The post holder is required to execute the duties of this role without reference to others. This includes undertaking an advanced level of clinical assessment, the application of critical thinking, high level decision making and the delivery of specialist care and treatment. The post holder is expected to abide by their professional code of conduct when exercising autonomy and to safeguard the interests of patients.

Health and Safety

41. In accordance with the Health and Safety at Work Act 1974 and other supplementary legislation, you are required to take reasonable care to avoid injury during the course of work and co-operate with Trust and others in meeting statutory regulation.
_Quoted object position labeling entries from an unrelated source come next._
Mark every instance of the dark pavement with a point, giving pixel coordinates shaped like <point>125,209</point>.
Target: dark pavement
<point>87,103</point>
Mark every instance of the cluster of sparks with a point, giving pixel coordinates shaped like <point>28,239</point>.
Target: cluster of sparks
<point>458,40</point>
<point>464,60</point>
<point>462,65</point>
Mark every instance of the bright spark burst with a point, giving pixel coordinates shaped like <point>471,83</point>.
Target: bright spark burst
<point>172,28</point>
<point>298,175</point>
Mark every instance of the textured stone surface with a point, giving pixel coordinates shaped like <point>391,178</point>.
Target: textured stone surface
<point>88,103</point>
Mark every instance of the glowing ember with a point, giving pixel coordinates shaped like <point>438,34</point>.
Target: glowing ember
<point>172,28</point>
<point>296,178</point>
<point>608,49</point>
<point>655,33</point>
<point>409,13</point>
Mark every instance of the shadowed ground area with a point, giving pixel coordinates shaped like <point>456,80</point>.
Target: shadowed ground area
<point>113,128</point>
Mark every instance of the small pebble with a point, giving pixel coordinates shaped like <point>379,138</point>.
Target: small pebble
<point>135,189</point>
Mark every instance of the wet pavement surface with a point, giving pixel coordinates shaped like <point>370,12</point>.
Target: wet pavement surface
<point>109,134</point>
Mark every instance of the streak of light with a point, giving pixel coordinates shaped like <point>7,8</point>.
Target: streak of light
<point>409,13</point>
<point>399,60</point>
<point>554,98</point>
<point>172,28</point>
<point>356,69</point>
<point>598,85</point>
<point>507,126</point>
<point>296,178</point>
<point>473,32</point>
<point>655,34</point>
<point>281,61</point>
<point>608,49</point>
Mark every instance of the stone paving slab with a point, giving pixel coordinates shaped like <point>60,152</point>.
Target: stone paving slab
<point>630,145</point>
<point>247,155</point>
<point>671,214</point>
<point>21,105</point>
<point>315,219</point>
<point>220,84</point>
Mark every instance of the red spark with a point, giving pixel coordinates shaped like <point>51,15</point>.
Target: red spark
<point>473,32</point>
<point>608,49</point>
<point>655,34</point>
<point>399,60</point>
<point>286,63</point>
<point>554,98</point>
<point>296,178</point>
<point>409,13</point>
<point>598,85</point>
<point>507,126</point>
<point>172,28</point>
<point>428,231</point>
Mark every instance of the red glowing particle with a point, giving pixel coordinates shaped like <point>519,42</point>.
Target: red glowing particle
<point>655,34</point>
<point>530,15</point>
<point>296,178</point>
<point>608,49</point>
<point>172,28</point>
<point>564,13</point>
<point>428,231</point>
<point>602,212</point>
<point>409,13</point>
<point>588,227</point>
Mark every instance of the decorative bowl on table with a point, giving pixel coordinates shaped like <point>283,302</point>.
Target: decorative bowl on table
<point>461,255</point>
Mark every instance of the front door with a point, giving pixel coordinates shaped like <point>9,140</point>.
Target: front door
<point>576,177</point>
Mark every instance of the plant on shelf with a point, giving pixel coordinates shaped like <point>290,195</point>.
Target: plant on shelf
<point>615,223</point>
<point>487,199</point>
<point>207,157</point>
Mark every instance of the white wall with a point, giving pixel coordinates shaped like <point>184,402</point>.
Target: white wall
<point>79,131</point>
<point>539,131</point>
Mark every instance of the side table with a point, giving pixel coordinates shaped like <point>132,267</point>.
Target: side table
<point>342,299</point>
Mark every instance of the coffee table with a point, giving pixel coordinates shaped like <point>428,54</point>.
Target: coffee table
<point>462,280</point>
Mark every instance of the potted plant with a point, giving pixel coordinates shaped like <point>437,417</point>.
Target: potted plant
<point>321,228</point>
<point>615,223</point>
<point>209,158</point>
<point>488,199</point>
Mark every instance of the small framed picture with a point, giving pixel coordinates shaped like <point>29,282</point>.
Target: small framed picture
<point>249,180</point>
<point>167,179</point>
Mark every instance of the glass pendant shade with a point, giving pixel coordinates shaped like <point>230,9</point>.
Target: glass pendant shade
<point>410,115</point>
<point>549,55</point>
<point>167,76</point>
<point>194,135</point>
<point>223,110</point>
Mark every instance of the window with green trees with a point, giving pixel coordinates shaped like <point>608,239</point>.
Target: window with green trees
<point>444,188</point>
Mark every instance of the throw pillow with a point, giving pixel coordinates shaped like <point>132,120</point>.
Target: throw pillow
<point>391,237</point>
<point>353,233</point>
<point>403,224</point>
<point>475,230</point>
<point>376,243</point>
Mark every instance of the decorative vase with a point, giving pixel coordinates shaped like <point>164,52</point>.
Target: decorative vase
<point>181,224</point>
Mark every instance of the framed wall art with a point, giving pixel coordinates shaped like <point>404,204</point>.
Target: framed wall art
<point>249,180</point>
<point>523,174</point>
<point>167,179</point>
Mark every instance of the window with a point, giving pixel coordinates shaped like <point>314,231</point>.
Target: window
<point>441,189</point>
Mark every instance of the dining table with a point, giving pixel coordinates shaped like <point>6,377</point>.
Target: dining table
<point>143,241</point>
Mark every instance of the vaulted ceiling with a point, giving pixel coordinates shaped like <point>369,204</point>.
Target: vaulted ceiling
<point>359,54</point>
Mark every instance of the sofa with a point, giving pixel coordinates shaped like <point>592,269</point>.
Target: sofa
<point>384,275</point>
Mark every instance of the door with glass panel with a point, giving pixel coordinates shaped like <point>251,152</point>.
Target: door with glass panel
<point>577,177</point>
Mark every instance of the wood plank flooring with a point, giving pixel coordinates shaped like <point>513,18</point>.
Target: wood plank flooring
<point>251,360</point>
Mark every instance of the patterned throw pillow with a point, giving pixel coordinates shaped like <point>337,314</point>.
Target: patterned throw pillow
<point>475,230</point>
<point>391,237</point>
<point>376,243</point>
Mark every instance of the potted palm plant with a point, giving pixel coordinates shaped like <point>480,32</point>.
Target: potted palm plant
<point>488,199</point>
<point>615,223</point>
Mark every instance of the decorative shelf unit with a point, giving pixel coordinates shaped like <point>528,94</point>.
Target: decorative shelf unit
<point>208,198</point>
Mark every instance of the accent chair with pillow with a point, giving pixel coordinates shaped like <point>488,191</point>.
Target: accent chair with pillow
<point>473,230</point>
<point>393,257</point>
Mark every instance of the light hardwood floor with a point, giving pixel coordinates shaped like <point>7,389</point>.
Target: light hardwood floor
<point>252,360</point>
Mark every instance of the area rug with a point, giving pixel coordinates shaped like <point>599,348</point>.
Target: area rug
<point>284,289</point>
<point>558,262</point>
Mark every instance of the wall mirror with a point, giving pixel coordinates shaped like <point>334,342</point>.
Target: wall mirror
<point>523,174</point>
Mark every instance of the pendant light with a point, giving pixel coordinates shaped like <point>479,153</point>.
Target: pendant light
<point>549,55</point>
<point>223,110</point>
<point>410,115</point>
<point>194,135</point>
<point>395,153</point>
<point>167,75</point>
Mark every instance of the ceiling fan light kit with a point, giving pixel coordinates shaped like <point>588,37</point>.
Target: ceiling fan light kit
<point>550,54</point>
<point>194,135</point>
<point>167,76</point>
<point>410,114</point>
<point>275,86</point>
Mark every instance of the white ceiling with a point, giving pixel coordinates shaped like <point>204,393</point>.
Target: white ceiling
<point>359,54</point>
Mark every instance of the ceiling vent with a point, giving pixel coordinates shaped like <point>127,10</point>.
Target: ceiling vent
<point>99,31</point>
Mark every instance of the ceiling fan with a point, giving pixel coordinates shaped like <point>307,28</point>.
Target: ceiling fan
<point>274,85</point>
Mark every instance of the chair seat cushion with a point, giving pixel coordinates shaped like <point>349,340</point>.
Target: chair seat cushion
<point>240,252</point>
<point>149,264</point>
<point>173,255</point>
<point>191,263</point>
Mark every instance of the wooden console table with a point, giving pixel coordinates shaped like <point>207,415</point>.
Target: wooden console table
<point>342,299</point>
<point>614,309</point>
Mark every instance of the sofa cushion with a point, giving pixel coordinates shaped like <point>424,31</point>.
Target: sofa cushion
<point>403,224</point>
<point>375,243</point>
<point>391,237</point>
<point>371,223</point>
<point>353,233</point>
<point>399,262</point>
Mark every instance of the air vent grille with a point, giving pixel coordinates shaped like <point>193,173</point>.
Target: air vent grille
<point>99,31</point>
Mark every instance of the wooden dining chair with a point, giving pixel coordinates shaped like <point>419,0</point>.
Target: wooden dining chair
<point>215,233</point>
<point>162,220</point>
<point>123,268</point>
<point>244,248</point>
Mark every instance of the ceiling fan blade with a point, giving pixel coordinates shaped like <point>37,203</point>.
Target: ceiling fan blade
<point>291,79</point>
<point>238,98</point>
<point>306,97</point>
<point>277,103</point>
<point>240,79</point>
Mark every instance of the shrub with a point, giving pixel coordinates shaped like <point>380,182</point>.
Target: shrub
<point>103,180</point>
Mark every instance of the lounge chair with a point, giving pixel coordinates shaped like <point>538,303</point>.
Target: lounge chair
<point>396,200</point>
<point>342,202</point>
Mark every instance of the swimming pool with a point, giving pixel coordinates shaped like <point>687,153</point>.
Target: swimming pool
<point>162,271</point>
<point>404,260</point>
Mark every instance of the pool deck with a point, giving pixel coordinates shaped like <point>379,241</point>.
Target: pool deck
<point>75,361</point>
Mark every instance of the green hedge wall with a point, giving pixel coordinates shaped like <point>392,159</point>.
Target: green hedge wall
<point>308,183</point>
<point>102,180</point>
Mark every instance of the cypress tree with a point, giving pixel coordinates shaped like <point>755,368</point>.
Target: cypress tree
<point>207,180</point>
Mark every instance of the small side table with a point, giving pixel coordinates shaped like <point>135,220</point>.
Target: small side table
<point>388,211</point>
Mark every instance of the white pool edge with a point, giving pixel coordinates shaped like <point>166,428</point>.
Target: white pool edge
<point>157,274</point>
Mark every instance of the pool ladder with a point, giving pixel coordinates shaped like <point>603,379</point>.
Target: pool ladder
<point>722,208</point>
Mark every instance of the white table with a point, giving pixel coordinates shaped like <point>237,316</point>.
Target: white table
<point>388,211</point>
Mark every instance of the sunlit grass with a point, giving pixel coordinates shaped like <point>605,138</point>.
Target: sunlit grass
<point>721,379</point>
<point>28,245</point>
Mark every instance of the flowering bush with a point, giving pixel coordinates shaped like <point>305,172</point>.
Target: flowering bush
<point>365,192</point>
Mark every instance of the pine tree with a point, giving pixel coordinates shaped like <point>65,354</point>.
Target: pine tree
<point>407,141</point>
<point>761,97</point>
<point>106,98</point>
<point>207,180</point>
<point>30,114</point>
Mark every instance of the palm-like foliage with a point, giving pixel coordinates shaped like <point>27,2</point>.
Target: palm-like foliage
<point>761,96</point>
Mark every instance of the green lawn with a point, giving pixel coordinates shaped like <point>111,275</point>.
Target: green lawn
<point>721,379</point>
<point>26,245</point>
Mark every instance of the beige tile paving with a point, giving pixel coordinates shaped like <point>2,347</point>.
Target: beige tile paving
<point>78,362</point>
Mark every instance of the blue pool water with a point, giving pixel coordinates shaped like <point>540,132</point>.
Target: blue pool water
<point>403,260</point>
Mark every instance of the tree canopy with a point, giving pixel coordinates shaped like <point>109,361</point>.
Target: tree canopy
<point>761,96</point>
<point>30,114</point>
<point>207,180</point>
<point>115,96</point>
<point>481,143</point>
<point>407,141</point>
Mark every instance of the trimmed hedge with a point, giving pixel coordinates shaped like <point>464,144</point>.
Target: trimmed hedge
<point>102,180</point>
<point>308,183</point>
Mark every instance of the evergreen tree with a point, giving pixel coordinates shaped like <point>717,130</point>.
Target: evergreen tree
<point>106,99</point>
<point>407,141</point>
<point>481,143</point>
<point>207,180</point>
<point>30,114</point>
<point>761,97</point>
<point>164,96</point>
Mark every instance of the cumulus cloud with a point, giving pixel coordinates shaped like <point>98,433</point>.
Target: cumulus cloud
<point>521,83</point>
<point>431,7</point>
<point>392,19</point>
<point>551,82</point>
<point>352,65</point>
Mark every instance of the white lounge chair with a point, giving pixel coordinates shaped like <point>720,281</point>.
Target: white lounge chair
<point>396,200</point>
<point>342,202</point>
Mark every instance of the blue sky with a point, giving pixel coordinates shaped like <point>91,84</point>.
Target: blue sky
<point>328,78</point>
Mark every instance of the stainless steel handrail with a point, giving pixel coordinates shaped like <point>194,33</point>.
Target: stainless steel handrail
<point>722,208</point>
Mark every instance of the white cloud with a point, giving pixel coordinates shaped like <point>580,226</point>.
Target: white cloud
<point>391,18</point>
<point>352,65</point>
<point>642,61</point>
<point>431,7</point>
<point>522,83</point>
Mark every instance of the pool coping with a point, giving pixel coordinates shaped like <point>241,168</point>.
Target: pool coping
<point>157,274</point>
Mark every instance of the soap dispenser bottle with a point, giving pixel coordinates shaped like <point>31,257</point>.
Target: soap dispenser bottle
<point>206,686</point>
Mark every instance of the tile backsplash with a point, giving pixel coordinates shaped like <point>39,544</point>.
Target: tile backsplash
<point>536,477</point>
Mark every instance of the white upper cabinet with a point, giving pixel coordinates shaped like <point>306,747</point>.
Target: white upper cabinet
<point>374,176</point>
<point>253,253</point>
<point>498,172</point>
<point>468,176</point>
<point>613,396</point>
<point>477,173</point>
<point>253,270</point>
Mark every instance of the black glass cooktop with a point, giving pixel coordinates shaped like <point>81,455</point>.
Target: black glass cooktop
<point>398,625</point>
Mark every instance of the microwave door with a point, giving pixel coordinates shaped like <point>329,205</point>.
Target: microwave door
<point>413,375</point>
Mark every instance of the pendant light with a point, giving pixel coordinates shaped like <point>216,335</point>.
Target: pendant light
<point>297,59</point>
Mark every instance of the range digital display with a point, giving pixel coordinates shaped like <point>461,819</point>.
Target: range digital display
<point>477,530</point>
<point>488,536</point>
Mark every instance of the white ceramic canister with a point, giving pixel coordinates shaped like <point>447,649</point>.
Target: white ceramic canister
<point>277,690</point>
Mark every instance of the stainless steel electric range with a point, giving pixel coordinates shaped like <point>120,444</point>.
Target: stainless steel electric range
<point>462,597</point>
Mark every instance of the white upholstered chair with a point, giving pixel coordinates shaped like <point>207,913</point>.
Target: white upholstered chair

You are also required to attend statutory training as required to fulfil your duties.

42. To comply with safety instructions and Trust Polices and Procedures.

43. To use in a proper and safe manner, the equipment and facilities provided.

44. To refrain from wilful misuse of, or interface with, anything provided in the interest of health and safety and any action, which might endanger yourself and others.

45. To report as soon as practical, any hazards and defects to your senior manager.

46. To report as soon as practical, accidents and untoward incidents and to ensure accident forms are completed.

This list of duties is not intended to be exhaustive, but indicates the main areas of work and may be subject to change after consultation with the post-holder to meet the changing needs of the organisation

Person Specification

Experience

Essential

Experience of working with patients with long term conditions Experience of successful multi agency working including an understanding and experience of working in a social care environment Evidence of influencing, motivating and negotiating with others to achieve change in relation to care.

Desirable

Specialist practitioner Evidence of post registration or qualification study on management of COPD, Diabetes or Coronary Heart Disease

Sponsorship

Essential

Do you have the right to stay and work in the UK without sponsorship (share-codes will be checked if applicable), please state this on your application form

Other

Essential

Clinical Assessment skills Moving and handling skills (including ability to assess need) Clinical decision making Venepuncture Supplementary prescriber* Palliative/end of life care skills

Qualifications

Essential

Relevant Clinical Professional Qualification Evidence of continued Professional Development Extensive post registration experience. Management/Clinical Leadership experience Clinical diagnostics Msc level and or Clinical Examination Msc level Working towards V3oo independent prescribing or willing to undertake this.

Skills & Attributes

Essential

Understanding of the principles of case management Awareness of long term condition management agenda Awareness of current national and local agenda in health and social care for frailty Evidence of being able to communicate complex information and advice on healthcare to patients/carers and colleagues Ability to work under pressure and manage a diverse work load Excellent interpersonal skills; including negotiation, influencing and presentation Risk Assessment skills Ability to understand and analyse complex data Self-management and motivation skills Confidence to challenge traditional practice and persistence to address difficult issues Networking knowledge and understanding of local services

Desirable

Independent prescriber V300 Awareness of factors which contribute to good health and the importance of promoting these in line with organisational public health policy

Relations

Essential

If you are related to a director or have a relationship with a director or employee of an appointing organisation, please state the relationship in your application form.